British Airways boss Willie Walsh pulls no punches in a column in the company's staff magazine, accusing the Unite union of trying to "destroy us" with industrial action. Walsh has also had a large whiteboard "graffiti wall" installed at BA's Waterside headquarters where staff can leave messages of support for the campaign against the strikers.
Fidelity feeling lonely on Facebook
Bless. Fidelity International claims to be Britain's first fund manager with its own Facebook site. But it looks like the company, the biggest fund manager in the country, needs to work on its popularity – so far it has signed up just 33 fans.

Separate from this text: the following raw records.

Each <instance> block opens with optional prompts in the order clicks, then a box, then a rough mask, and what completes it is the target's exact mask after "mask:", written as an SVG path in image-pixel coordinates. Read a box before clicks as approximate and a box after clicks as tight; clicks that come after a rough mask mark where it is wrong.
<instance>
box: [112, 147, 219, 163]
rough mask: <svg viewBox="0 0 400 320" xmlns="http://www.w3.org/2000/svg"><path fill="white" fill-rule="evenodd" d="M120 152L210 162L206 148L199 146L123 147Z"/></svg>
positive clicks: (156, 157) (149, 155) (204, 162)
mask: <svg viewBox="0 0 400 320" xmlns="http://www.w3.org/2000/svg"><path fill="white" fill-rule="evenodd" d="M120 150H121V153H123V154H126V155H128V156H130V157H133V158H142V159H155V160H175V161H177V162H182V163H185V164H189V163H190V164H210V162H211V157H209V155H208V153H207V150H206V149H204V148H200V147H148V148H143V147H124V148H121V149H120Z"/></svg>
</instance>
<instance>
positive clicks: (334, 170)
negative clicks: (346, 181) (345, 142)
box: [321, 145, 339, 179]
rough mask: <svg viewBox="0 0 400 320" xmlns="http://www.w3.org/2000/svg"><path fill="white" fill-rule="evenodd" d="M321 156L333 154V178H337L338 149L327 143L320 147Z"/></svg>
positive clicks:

The battle for fish and chips fame
Handbags at the National Federation of Fish Friers, which is co-ordinating the celebrations of 150 years of fish and chips. While everyone seems to agree that fish and chips were first served together and sold commercially in 1860, London has taken great umbrage at the suggestion Manchester came up with the idea. The Lees family of Manchester, initially credited with inventing our national dish, now has to battle it out with the Malins of London, who are also claiming the honour.
The accountants trying just a bit too hard
Apprentice star Michelle Dewberry is just one fan to sign up to a new website – Accountingisboring.com – which attempts to collate every remark made on the internet about accounting being boring. Its founder, Tim Fouracre, says his aim is to prove that, in fact, accounting is far from dull. "We believe that there are new, even fun, ways to do the accounts," he says. Really Tim?
Hoping for returns from pink pounds
Best of luck to LBGT Capital, which claims to be the first investment fund set up in the UK to back firms with exposure to the lesbian, gay, bisexual and transgender communities. "We figure that this is a very interesting sector," its founder, Paul Thompson, formerly of Goldman Sachs, tells Financial News. "It will become more interesting as freedoms develop and it's a market that people have overlooked in the past."
Number of the day: 55 per cent
Opec's estimate of the compliance of its members with their oil production targets, down from 80 per cent a year ago.